Pho that is pronounced “FUH” like “fun”(hmmm, what other words sound like “fuh”?), is a Vietnamese noodle soup that is like a hug for your stomach.
The soup typically consists of a beautiful clear broth, rice noodles and herbs/spices. It is usually served with meat (I’ve only had the lean cuts of beef) and a little side garnish plate of bean sprouts, onions (green or white depending on where you are), lime and hot peppers. Plus there is usually an array of condiments like Sriracha and hoisin sauce on the table.
And like falling in love for the first time, I am obsessed with having it in my life. It is utopia in a bowl and it makes me feel all giggly inside.
I wanted to have this feeling around me all the time but like a good relationship…it won’t be right unless the base is perfect. I need to figure out the broth.
If I were dating someone new, I would totally stalk them on the Internet. (Another reason I am glad I am not in the dating world…I would be a nut job.) I did the same thing to Pho broth. I read every article I could find. I found out all the dirty little secrets and the things that would make my broth tick.
I must say that my hands were sweating and I was nervous as I put this all together but I made broth that satisfied me over and over. (It made a lot!)
There is a truth to every day should be Valentine’s Day….especially when it involves falling in love with food.
Pho Noodle Soup with Beef (makes about 4 bowls)
2 ½ pounds of beef soup bones (neck, marrow, knuckle)
1 ½ inch piece of ginger, cut lengthwise
1 yellow onion, peeled, cut in half
2 Tbsp fish sauce
1 ½ Tbsp sugar
5 WHOLE star of anise
3 whole cloves of garlic
½ cinnamon stick
Turn on oven broiler. Place onion and ginger on baking sheet and your goal is to char them. It took my oven about 3 minutes. It should be slightly blackened and fragrant. Peel off crispy black spots and set aside.
In a piece of cheesecloth, place cinnamon, star anise and cloves. Tie shut and set aside.
In a LARGE stockpot, bring about 3 quarts of water to a slow boil on one burner. (This pot should be empty except for water!)
On another burner, fill stockpot with water to just cover the bones. Bring to boil for about 5-10 minutes. This is to clean the bones so you will have a clearer broth.
Use tongs to move the bones to the other pot. When water boils, reduce heat to simmer. Skim water.
Add the charred ginger, onions, fish sauce and sugar and simmer for about 45 minutes. Add the spice pack and simmer another hour skimming frequently.
*Now one of the things I read is that people felt that homemade broth was oily. When I tasted it, I would agree. So when it cooled to room temperature, I put it in another container and put it in the fridge….overnight. In the morning, all the fat was on the top and very easy to skim off. Ta-dah.
Heat it right back up and get your soup fixings ready.

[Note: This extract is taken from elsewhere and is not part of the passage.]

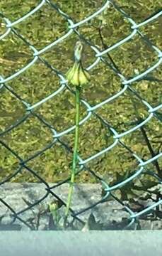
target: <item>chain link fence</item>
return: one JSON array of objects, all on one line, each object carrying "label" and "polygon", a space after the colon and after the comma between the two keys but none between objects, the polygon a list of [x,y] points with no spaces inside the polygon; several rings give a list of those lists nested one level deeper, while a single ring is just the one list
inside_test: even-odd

Soup broth (brought up a rolling boil)
½ pound of rice stick noodles (not the super skinny ones) cooked and drained
½ pound RAW sirloin cut in the thinnest slices possible
Garnish Plate should have chopped up onions or scallions, cilantro, Thai basil (not regular basil), bean sprouts, thin rings of jalapeno or Serrano chilies, lime slices, Sriracha and hoisin sauce.
To assemble, divide cooked noodles in 4 bowls.
Divide raw beef on top (don’t worry the hot broth will cook it immediately if you cut it thin enough)
Ladle hot broth into each bowl. Serve immediately.
Here are some hints to keep in mind before you get started:
-Think ahead. You aren’t going to pull this off in one day. Sorry.
-Don’t skip the step of charring the onion and ginger.
-Taste but realize the flavors develop over time so don’t over season in the beginning. You can jazz it up with the garnishes.
-Freeze your sirloin a little bit before you try slicing it. It will help make slicing it thin easier BUT make sure it isn’t frozen when you put the broth in or it will cool your broth too much.
I LOVE PHO!!!!! It really is a light and satisfying meal. I’m sure I will tweak this recipe over the years but like all good relationships…change is good as long as you keep the love in it.